PorJai HamidJai Hamid
Tempo de leitura: 2 minutos
A Índia inicia investigação sobre o Telegram após prisão do CEO na França
  • A Índia está investigando o Telegram por possível envolvimento em atividades ilegais como extorsão e jogos de azar, após a prisão de seu CEO, Pavel Durov, na França.
  • A investigação é liderada pelo Centro de Coordenação de Crimes Cibernéticos da Índia, o que pode levar a uma possível proibição caso sejam encontradas violações graves.

A Índia está reprimindo duramente o Telegram após a recente prisão de seu CEO, Pavel Durov, na França. O governo indiano está investigando alegações de que o Telegram se tornou um foco de atividades ilegais como extorsão e jogos de azar. 

Com a reputação do aplicativo em jogo, o Ministério do Interior está investigando se essa plataforma está causando mais danos do que benefícios em território indiano.

O Centro de Coordenação de Crimes Cibernéticos da Índia (I4C) uniu forças com o Ministério datrone Tecnologia da Informação (MeitY) para conduzir uma investigação minuciosa sobre as operações do Telegram. 

Fontes afirmam que a investigação começou porque os recursos ponto a ponto do Telegram facilitam a atuação de criminosos sem serem detectados. Dependendo do que descobrirem, a Índia pode até considerar banir o Telegram por completo.

Pavel foi detido pelas autoridades francesas em 24 de agosto no Aeroporto de Paris-Le Bourget, logo após desembarcar de um voo vindo do Azerbaijão. A prisão está associada a graves acusações.

Autoridades francesas afirmam que Pavel não fez o suficiente para moderar o conteúdo em sua plataforma, permitindo que todos os tipos de atividades obscuras passassem despercebidas — como lavagem de dinheiro e tráfico de drogas. 

Após a prisão de Pavel, o Ministério de Tecnologia da Informação da Índia solicitou imediatamente ao Ministério do Interior um relatório sobre quaisquer investigações em andamento contra o Telegram. Eles querem saber se o Telegram infringiu alguma lei na Índia e, em caso afirmativo, qual a gravidade da infração. 

Embora o Ministério da Tecnologia da Informação não seja o responsável pelas investigações — essa tarefa cabe à equipe de combate a crimes cibernéticos —, eles ainda estão interessados ​​em obter informações detalhadas sobre quaisquer violações.

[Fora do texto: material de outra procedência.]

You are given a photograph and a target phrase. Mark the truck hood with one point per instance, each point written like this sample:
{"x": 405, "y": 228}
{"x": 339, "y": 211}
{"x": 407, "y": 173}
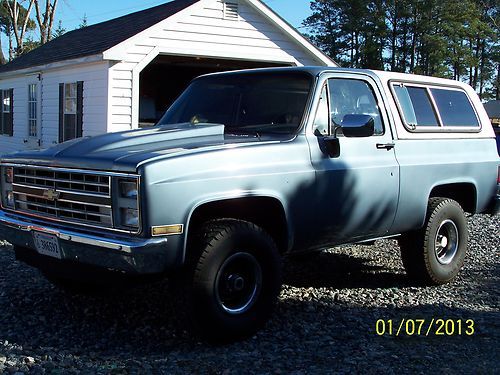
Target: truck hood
{"x": 125, "y": 151}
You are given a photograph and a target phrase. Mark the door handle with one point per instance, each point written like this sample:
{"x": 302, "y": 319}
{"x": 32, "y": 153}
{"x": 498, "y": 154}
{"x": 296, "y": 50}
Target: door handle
{"x": 385, "y": 146}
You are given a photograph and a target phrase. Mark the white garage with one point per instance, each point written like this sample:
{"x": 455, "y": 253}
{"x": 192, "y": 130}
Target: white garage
{"x": 123, "y": 73}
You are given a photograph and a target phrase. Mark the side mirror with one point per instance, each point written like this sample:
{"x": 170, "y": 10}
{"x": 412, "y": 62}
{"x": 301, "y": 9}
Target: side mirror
{"x": 331, "y": 146}
{"x": 358, "y": 126}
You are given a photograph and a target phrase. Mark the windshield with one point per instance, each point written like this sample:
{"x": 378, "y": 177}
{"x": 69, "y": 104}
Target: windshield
{"x": 251, "y": 103}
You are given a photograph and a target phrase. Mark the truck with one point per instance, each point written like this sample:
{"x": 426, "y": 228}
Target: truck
{"x": 251, "y": 166}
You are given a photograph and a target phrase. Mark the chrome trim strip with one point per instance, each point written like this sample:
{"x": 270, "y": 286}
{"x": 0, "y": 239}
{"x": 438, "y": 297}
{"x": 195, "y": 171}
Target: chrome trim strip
{"x": 62, "y": 180}
{"x": 70, "y": 210}
{"x": 112, "y": 176}
{"x": 63, "y": 200}
{"x": 119, "y": 245}
{"x": 45, "y": 218}
{"x": 170, "y": 234}
{"x": 68, "y": 170}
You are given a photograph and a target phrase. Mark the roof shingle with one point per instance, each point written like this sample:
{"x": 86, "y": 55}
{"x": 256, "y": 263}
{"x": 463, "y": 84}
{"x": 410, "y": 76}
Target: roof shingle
{"x": 96, "y": 38}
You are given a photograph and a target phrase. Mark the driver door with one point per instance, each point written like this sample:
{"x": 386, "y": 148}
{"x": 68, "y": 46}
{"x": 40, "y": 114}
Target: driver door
{"x": 361, "y": 186}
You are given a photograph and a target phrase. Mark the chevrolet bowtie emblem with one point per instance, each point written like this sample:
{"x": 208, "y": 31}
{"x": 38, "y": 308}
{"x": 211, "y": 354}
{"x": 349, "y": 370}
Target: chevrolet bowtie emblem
{"x": 51, "y": 194}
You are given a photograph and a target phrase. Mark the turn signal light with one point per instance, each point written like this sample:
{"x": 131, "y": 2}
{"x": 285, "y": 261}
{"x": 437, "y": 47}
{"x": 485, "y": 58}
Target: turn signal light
{"x": 9, "y": 175}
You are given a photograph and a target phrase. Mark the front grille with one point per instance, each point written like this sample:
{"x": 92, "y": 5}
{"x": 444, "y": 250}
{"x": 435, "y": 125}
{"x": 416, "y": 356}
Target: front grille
{"x": 71, "y": 196}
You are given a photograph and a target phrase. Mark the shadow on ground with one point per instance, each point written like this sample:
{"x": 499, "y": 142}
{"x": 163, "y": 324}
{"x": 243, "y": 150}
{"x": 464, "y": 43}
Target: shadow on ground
{"x": 311, "y": 335}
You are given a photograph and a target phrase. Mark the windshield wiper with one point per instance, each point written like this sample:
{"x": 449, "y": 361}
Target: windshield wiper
{"x": 242, "y": 132}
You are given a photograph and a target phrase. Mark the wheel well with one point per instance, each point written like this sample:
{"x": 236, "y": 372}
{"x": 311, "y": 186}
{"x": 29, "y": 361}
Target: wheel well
{"x": 464, "y": 193}
{"x": 267, "y": 213}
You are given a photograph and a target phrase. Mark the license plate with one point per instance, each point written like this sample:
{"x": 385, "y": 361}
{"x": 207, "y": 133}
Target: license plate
{"x": 47, "y": 244}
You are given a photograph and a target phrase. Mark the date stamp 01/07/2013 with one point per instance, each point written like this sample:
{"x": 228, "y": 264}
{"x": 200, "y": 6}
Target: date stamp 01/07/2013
{"x": 425, "y": 327}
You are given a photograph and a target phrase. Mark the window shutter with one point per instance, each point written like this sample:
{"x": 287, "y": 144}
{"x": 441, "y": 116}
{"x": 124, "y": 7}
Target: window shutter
{"x": 79, "y": 109}
{"x": 61, "y": 112}
{"x": 10, "y": 122}
{"x": 2, "y": 120}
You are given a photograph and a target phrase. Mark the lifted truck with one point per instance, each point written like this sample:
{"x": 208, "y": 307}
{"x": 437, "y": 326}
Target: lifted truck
{"x": 248, "y": 166}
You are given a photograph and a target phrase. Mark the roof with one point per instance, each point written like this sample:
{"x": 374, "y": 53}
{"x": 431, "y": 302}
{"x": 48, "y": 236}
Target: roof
{"x": 493, "y": 108}
{"x": 96, "y": 38}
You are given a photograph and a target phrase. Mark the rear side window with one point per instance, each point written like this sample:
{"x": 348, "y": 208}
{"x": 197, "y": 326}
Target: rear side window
{"x": 433, "y": 108}
{"x": 416, "y": 106}
{"x": 454, "y": 108}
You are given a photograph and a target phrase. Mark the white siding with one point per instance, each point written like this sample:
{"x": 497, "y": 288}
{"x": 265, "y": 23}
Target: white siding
{"x": 201, "y": 32}
{"x": 95, "y": 103}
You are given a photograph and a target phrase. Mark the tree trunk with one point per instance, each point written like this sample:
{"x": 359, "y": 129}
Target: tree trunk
{"x": 45, "y": 20}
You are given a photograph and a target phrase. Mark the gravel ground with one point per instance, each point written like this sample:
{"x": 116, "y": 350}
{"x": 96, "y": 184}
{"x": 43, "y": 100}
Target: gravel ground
{"x": 324, "y": 323}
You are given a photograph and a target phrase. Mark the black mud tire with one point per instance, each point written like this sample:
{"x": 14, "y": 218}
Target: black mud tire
{"x": 435, "y": 254}
{"x": 227, "y": 254}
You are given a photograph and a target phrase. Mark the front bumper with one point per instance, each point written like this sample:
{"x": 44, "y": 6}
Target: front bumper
{"x": 127, "y": 255}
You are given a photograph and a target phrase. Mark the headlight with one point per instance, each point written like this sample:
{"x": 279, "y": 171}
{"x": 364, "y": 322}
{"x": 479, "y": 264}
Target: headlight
{"x": 9, "y": 201}
{"x": 129, "y": 217}
{"x": 9, "y": 175}
{"x": 128, "y": 188}
{"x": 6, "y": 180}
{"x": 126, "y": 203}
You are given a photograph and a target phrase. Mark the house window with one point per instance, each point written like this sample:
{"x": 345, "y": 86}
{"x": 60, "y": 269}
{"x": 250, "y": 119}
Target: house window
{"x": 70, "y": 110}
{"x": 7, "y": 112}
{"x": 32, "y": 110}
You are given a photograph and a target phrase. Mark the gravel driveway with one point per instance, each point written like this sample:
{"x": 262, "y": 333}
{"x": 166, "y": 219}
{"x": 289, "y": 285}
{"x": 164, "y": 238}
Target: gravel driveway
{"x": 325, "y": 321}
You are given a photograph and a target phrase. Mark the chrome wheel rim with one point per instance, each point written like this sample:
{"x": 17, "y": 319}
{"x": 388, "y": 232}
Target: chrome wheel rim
{"x": 446, "y": 242}
{"x": 238, "y": 283}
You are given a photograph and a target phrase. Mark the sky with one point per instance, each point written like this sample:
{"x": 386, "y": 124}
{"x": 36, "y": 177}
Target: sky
{"x": 72, "y": 12}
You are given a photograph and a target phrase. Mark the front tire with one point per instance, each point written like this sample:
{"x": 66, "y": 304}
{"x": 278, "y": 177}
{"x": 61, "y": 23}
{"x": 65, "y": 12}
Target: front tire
{"x": 436, "y": 253}
{"x": 234, "y": 278}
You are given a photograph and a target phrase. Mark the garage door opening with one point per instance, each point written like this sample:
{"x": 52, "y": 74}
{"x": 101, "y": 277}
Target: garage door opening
{"x": 162, "y": 81}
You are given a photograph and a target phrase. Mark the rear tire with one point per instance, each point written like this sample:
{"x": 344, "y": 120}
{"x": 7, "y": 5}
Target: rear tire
{"x": 232, "y": 280}
{"x": 435, "y": 254}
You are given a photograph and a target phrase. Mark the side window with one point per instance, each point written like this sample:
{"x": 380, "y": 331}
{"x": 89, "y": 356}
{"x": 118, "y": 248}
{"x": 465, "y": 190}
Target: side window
{"x": 349, "y": 97}
{"x": 454, "y": 107}
{"x": 416, "y": 106}
{"x": 320, "y": 126}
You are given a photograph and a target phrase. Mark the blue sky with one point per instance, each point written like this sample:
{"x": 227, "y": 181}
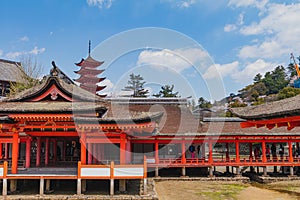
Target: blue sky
{"x": 205, "y": 48}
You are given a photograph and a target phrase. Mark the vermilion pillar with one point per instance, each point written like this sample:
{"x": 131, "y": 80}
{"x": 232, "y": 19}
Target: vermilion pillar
{"x": 156, "y": 152}
{"x": 55, "y": 150}
{"x": 6, "y": 151}
{"x": 128, "y": 152}
{"x": 1, "y": 151}
{"x": 122, "y": 148}
{"x": 227, "y": 152}
{"x": 263, "y": 146}
{"x": 250, "y": 151}
{"x": 83, "y": 150}
{"x": 183, "y": 156}
{"x": 15, "y": 153}
{"x": 38, "y": 152}
{"x": 237, "y": 151}
{"x": 90, "y": 152}
{"x": 28, "y": 148}
{"x": 47, "y": 151}
{"x": 95, "y": 153}
{"x": 290, "y": 151}
{"x": 210, "y": 159}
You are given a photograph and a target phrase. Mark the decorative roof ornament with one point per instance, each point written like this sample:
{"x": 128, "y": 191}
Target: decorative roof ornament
{"x": 53, "y": 71}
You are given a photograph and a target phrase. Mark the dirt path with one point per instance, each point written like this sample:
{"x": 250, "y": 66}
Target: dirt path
{"x": 181, "y": 190}
{"x": 254, "y": 193}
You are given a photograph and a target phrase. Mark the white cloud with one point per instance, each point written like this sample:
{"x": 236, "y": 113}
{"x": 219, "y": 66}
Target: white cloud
{"x": 177, "y": 60}
{"x": 245, "y": 76}
{"x": 185, "y": 4}
{"x": 24, "y": 39}
{"x": 238, "y": 72}
{"x": 100, "y": 3}
{"x": 230, "y": 27}
{"x": 248, "y": 3}
{"x": 180, "y": 3}
{"x": 217, "y": 70}
{"x": 34, "y": 51}
{"x": 109, "y": 87}
{"x": 277, "y": 32}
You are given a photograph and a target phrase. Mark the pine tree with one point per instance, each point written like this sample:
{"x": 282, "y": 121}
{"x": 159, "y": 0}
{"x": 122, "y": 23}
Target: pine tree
{"x": 166, "y": 91}
{"x": 136, "y": 84}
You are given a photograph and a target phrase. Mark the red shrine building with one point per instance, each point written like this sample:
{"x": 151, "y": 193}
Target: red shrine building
{"x": 58, "y": 124}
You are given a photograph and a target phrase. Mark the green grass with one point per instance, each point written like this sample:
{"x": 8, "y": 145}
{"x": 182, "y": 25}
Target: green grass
{"x": 221, "y": 192}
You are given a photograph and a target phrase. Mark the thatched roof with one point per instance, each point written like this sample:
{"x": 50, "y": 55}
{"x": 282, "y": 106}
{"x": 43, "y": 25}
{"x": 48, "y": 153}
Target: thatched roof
{"x": 282, "y": 108}
{"x": 10, "y": 71}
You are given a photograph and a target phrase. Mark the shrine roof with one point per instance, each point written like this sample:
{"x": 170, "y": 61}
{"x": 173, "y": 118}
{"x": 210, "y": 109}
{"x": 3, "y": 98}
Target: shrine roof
{"x": 131, "y": 118}
{"x": 64, "y": 83}
{"x": 275, "y": 109}
{"x": 10, "y": 71}
{"x": 50, "y": 107}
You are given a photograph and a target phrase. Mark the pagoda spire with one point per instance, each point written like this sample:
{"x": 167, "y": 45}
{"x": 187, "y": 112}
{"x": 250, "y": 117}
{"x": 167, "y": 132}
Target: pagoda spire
{"x": 89, "y": 48}
{"x": 88, "y": 74}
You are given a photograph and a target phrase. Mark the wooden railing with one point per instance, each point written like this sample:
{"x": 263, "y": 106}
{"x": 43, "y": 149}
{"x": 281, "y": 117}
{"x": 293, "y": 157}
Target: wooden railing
{"x": 243, "y": 161}
{"x": 112, "y": 171}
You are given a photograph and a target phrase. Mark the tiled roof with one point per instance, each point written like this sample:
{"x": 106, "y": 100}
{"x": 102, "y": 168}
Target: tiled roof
{"x": 133, "y": 117}
{"x": 285, "y": 107}
{"x": 50, "y": 107}
{"x": 10, "y": 71}
{"x": 73, "y": 90}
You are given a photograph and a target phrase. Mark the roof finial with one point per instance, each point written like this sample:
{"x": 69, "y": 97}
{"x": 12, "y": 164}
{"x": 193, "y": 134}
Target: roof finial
{"x": 89, "y": 47}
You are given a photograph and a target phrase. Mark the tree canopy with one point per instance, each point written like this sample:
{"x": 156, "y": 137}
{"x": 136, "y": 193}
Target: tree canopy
{"x": 166, "y": 91}
{"x": 203, "y": 103}
{"x": 136, "y": 84}
{"x": 32, "y": 72}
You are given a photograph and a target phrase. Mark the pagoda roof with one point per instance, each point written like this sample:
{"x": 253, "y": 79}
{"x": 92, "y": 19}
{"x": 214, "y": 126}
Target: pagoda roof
{"x": 11, "y": 71}
{"x": 89, "y": 79}
{"x": 59, "y": 83}
{"x": 87, "y": 70}
{"x": 89, "y": 62}
{"x": 276, "y": 109}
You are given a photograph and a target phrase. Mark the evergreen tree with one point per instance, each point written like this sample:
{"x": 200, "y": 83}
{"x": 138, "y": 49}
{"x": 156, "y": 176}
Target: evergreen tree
{"x": 203, "y": 103}
{"x": 136, "y": 84}
{"x": 166, "y": 91}
{"x": 275, "y": 80}
{"x": 32, "y": 71}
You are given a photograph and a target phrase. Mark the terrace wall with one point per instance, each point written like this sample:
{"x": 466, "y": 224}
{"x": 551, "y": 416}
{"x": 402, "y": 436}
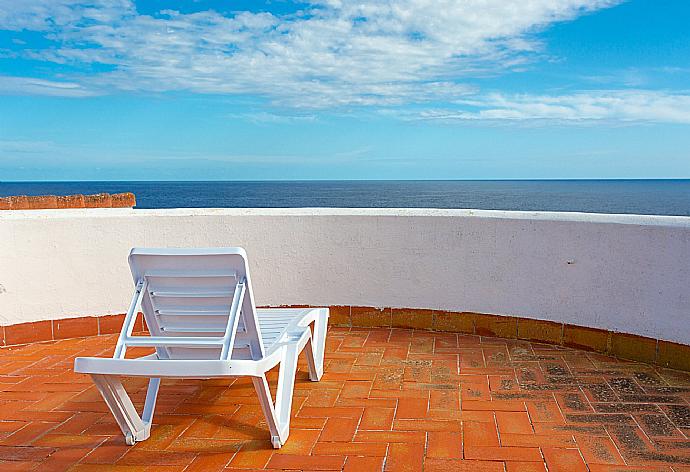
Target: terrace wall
{"x": 621, "y": 273}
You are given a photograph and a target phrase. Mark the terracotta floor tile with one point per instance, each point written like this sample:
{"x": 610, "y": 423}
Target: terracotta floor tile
{"x": 479, "y": 434}
{"x": 383, "y": 400}
{"x": 444, "y": 445}
{"x": 376, "y": 418}
{"x": 489, "y": 453}
{"x": 350, "y": 449}
{"x": 563, "y": 460}
{"x": 405, "y": 457}
{"x": 410, "y": 408}
{"x": 525, "y": 467}
{"x": 339, "y": 429}
{"x": 280, "y": 461}
{"x": 253, "y": 454}
{"x": 513, "y": 422}
{"x": 445, "y": 465}
{"x": 598, "y": 450}
{"x": 362, "y": 464}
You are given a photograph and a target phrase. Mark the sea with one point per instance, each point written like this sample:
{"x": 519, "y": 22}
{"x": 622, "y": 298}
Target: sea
{"x": 646, "y": 197}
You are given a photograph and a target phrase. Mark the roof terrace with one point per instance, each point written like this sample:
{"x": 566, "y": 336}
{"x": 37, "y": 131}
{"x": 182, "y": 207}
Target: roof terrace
{"x": 390, "y": 399}
{"x": 512, "y": 341}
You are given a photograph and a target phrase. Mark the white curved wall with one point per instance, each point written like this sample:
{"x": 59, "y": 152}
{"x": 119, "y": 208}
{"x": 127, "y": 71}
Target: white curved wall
{"x": 628, "y": 273}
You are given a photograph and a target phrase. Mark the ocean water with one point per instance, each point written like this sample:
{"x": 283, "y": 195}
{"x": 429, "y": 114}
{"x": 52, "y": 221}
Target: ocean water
{"x": 660, "y": 197}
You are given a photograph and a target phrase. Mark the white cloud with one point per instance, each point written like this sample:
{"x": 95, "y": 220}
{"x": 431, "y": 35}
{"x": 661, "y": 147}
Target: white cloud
{"x": 584, "y": 107}
{"x": 335, "y": 53}
{"x": 33, "y": 86}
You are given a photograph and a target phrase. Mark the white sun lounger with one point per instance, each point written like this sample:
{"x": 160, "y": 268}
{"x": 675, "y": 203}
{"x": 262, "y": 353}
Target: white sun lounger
{"x": 199, "y": 308}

Um alto funcionário, que preferiu não se identificar, nos disse que:

“Estamos monitorando a situação de perto. Precisamos entender se existe um padrão de negligência.”

Um dos grandes problemas que a Índia enfrenta é a falta de um escritório local do Telegram. Isso dificulta o trabalho do governo. Sem uma presença física, a Índia não consegue aplicar suas regulamentações com facilidade nem obter dados de usuários quando necessário para investigações. 

Claro, o Telegram afirma estar seguindo as normas de tecnologia da informação da Índia — nomeando responsáveis ​​pela conformidade, fazendo os relatórios necessários, enfim, tudo. Mas, sem ninguém atuando diretamente no país, garantir a responsabilização efetiva está se mostrando um grande problema.